Но он и Бёшке что-то говорил, этот взгляд. Ну хотя бы просто:
«Видишь, каков озорник!»
Все это я прочитал в том выразительном взгляде (каждый взгляд твой был выразителен необычайно), все это я прочитал в нем уже тогда. Но… когда ты внезапно повернула голову к Мартонеку, с этой своей особенной улыбкой, я на мгновение отчетливо ощутил твою радость, радость естественную, радость красивой женщины, которая нравится. Я узнал то же движение, которое заметил и утром, когда у нас сидел доктор, движение, которое так неприятно меня задело. И я вдруг понял, отчего оно меня задело. О, это было одно из самых ужасных мгновений моей жизни. Ибо я узнал в этом движении… узнал ту, другую… которую в той жизни, в моих сновидениях, должен был называть матерью.
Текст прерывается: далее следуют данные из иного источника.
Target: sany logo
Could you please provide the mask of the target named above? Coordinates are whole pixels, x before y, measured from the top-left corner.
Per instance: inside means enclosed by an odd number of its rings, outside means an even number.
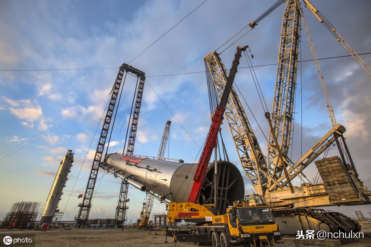
[[[7,245],[9,245],[13,241],[13,240],[11,237],[9,236],[5,236],[3,239],[3,242]]]

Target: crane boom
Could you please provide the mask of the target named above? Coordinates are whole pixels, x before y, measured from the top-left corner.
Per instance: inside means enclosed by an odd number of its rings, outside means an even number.
[[[210,52],[204,58],[219,98],[224,90],[228,73],[219,55]],[[207,76],[208,78],[209,76]],[[265,157],[250,125],[236,90],[232,86],[224,112],[241,165],[255,191],[263,194],[268,176]]]
[[[237,51],[234,55],[234,59],[232,63],[232,67],[226,85],[225,89],[221,98],[220,102],[217,106],[215,110],[213,121],[206,138],[205,145],[204,146],[198,165],[196,168],[193,177],[194,182],[193,183],[188,198],[187,200],[188,202],[196,203],[200,195],[200,191],[201,189],[205,175],[206,174],[207,165],[211,158],[213,149],[217,146],[218,133],[220,128],[220,125],[221,124],[223,114],[224,114],[226,110],[226,106],[229,97],[229,93],[232,89],[234,76],[237,72],[237,67],[239,63],[241,53],[243,51],[246,50],[248,47],[248,46],[239,46],[237,47]]]
[[[160,143],[160,146],[158,148],[158,155],[157,159],[160,160],[164,160],[164,157],[165,156],[165,151],[166,149],[166,144],[169,138],[169,134],[170,133],[170,125],[171,121],[168,120],[165,124],[165,129],[161,138],[161,142]],[[152,207],[153,206],[153,202],[155,197],[151,194],[147,194],[144,198],[145,202],[143,203],[143,208],[141,212],[141,218],[140,222],[138,224],[140,226],[148,225],[148,220],[150,220],[150,216],[151,212],[152,210]]]
[[[289,0],[283,13],[272,107],[273,129],[269,132],[268,140],[268,173],[272,179],[268,187],[269,191],[279,186],[272,181],[284,176],[283,166],[286,165],[280,162],[278,149],[280,149],[284,157],[287,157],[293,118],[300,19],[298,0]]]
[[[312,4],[312,3],[308,0],[303,0],[305,4],[305,7],[308,8],[308,9],[312,12],[312,13],[317,18],[317,20],[320,22],[325,25],[326,28],[330,31],[331,34],[336,39],[340,44],[343,46],[347,51],[351,55],[354,59],[355,61],[357,62],[359,65],[364,70],[366,73],[367,73],[369,76],[371,76],[371,68],[361,58],[361,57],[354,51],[350,46],[349,46],[345,40],[343,39],[339,33],[336,31],[335,27],[326,19],[324,16],[322,15],[320,12]]]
И внезапно — когда над тяжелой тонкотканой камчатной скатертью еще звенел веселый смех, не проникая уже в мои оглушенные уши, когда я еще видел вокруг непонятно сияющие улыбками лица, — внезапно меня ужаснула эта мгновенно промелькнувшая мысль, и вся душа моя содрогнулась, как будто обрызганная отвратительной грязью, бог знает откуда взявшейся, из каких миров. Я чувствовал, что навсегда, на всю мою жизнь, непоправимо, несмываемо запачкан этой мыслью. Я, чистый мальчик с благородной душой, всегда видевший окружающий мир чистым и благородным, открыл внезапно, что эта сияющая чистота, даже самая сияющая и самая чистая, таинственным образом неразделимо смешана в неведомых глубинах моей души с отвратительной грязью. Это было так ужасно, что я не мог уже ни что-либо видеть, ни думать о чем бы то ни было. Я стал вдруг рассеянным, раздражительным. Не слышал смеха и шуток, не видел веселых лиц вокруг. Сидел безмолвный и мрачный.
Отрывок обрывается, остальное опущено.